Monday.com

Project management CRM
Last updated:
January 2, 2026
Company details
HQ
London, UK
HEADCOUNT
1000-2999
ORG TYPE
Startup
SECTOR
Technology & Digital
About the company
Monday.com is a work management software company behind the monday Work OS and related products like monday CRM, monday dev, and monday service. The company sells subscription software used by teams to plan projects, run workflows, and track work across departments. monday.com serves a wide range of customers from small businesses to enterprise teams, across industries like marketing, product development, sales, operations, and IT. The company operates globally with multi-city teams and local offices.
Locations and presence
Monday.com lists roles across hubs including Tel Aviv, New York, Denver, London, Warsaw, Sydney, São Paulo, Tokyo, and additional US cities, with some roles tagged as Remote (US) or Remote (LATAM). Role pages show a mix of hybrid expectations and location-specific hiring rather than one universal remote policy.
Palpable Score
64.0
/ 100
Monday.com has credible early-career entry points through some graduate-friendly job requirements and historical internship listings, plus a well-explained interview process in the company’s engineering content. Pay transparency and stability look decent in several US postings that include salary ranges and standard benefits language.
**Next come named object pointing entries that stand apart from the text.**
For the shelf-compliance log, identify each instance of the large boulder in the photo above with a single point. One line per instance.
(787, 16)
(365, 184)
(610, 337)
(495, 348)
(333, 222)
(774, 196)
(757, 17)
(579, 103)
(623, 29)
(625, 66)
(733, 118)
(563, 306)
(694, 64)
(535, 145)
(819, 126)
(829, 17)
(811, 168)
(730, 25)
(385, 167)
The score is held back by limited public, early-career-specific outcomes data, especially on promotion timelines, retention, and conversion rates.
Pillar 1: Early-career access

Score

12.2
/ 20
  • The company posts roles that read as accessible to early-career candidates, including positions where requirements lean on traits and baseline skills rather than a fixed years-of-experience gate.
  • Monday.com has published role requirements that explicitly treat prior experience as “an advantage” rather than mandatory in some postings that target strong graduates.
  • The company does not publish a visible, recurring graduate cohort or internship intake size on the main careers surface, so scale and consistency are hard to confirm.
  • Pillar 2: Hiring fairness and transparency

    Score

    14.0
    / 20
  • The company publicly explains key stages of technical interviewing in engineering content, including what the early screen is for and why assignments appear later.
  • Monday.com has extensive candidate-reported interview stage data showing repeatable steps like recruiter screens, skills tests, and presentations across many interviews.
  • The company has mixed signals on assessment clarity, with some candidate reports describing time-bounded take-home work but unclear expectations on how deliverables should be presented.
  • Pillar 3: Learning and support

    Score

    13.3
    / 20
  • The company highlights “transparency and knowledge sharing” directly inside role pages, alongside benefits language that points to wellness and support infrastructure.
  • Monday.com has employee review evidence referencing onboarding and continued training, which is a concrete signal of structured ramp-up for new joiners.
  • The company also has employee feedback describing uneven onboarding quality, which suggests the learning experience can vary by team and manager.
  • Pillar 4: Pay fairness and stability

    Score

    13.0
    / 20
  • The company includes explicit salary ranges for some location-based hires, such as New York City roles with a stated base range and references to bonus or equity plans.
  • Monday.com has third-party compensation datasets (including salary aggregators and Levels-style submissions) that indicate stable full-time pay benchmarking across common job families.
  • The company does not show consistent pay ranges across all regions and early-career titles, so transparency depends heavily on location and posting type.
  • Pillar 5: Early-career outcomes

    Score

    11.5
    / 20
  • The company has employee review evidence describing structured career paths and internal progression framing, but that feedback is not segmented to early-career cohorts.
  • Monday.com has public LinkedIn profile patterns showing movement from associate and advocate-style roles into more senior customer-facing and implementation roles over time, suggesting at least some internal progression routes.
  • The company has employee review evidence mentioning notable departures after several years at the company, and monday.com does not publish retention or early-career promotion metrics that would let candidates judge outcomes with confidence.